Non c’è nemmeno lo sballo, né una dimensione collettiva e festaiola della trasgressione. È solo una ricerca individuale di qualcosa. «Temo che siano i più intelligenti quelli che rischiano di prendere questa deriva», aggiunge don Mazzi.

Le ragioni del malessere

Il prete di strada se la prende con gli smartphone, con l’abuso di connessioni e di rapporti mediati via schermo. Se la prende con la scuola, con gli spazi che negano ai ragazzi risposte. Anche rispetto al cambiamento del loro fisico: «L’adolescenza è anticipata, l’esplosione del fisico non si contiene». Ma non ci sono più spazi dove condividere questo momento. Così si aumenta il rischio devianza.

«Almeno dai 5-6 anni ci siamo resi conto di questo fenomeno, soprattutto nelle scuole medie. Ci sono ragazzi che cercano risposte e quello che trovano, a scuola, per otto ore al giorno, è la costrizione del banco, la negazione del loro spazio».

L’incapacità di leggere l’età adolescenziale è il motivo, secondo don Mazzi, per il quale oggi non sappiamo giustificarci i fenomeni di devianza tra i più giovani.

«Dobbiamo smettere di pensare che la scuola sia il luogo dove apprendere. È il luogo dove si vive! L’adolescenza è stata considerata un’età di passaggio. È stata trascurata». Queste ne sono le conseguenze.

Don Antonio Mazzi si accede: agita le mani sulla sua scrivania a Exodus. Rigorosamente senza computer o smartphone. L’argomento del disinteresse per i giovani lo infiamma.
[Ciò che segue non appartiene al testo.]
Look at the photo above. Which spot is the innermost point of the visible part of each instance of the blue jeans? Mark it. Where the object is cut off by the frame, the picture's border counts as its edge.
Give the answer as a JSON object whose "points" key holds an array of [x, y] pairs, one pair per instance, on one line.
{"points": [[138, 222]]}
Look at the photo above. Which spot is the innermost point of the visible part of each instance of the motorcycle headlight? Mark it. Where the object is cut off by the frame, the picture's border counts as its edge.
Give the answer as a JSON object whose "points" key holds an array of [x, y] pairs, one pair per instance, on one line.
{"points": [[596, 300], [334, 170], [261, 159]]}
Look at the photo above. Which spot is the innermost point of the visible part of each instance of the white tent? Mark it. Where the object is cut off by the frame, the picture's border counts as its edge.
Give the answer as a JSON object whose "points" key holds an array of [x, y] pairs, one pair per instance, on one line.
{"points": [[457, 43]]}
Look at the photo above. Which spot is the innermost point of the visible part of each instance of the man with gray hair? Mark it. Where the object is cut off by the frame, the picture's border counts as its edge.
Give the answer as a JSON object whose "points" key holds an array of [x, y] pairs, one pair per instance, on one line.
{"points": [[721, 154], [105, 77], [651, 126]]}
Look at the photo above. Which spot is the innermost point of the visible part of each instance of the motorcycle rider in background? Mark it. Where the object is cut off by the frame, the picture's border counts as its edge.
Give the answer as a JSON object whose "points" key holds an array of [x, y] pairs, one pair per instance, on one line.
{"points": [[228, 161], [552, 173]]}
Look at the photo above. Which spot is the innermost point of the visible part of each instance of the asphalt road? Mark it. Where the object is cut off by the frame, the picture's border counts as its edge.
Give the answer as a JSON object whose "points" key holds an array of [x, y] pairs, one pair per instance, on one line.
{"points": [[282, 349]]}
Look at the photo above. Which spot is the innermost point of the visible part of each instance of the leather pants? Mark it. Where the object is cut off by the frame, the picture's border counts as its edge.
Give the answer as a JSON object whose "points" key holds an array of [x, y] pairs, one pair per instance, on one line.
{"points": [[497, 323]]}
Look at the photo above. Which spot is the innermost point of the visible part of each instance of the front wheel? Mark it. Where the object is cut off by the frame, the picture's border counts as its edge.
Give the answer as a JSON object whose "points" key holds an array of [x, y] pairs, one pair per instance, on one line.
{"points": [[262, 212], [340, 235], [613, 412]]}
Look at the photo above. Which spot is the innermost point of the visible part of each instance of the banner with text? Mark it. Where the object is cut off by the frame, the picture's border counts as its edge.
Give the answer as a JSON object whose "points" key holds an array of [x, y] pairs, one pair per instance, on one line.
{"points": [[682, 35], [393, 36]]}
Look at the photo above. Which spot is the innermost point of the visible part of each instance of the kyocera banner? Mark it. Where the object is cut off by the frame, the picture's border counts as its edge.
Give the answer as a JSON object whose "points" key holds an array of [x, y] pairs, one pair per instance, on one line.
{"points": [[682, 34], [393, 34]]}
Soprattutto per il silenzio che lo circonda. E perché, come tante questioni che riguardano il disagio, vengono tradotte in risposte “di sicurezza”, piuttosto che sociali.

«Credo che per uscirne l’unica strada sia recuperare la parola, trovare cose semplici per recuperare la fiducia dei più giovani, ricominciare a ragionare con loro. Noi che pensiamo di saperne di più, in realtà siamo i più cretini di tutti».

La mente corre alla Finlandia: è del 30 maggio la notizia della nascita delle scuole senza materia, proprio dai 12 anni. Per evitare il giogo delle nozioni, dicono. Chissà se è così si riesce a rispondere anche a quelle urgenze che popolano il Boschetto di Rogoredo.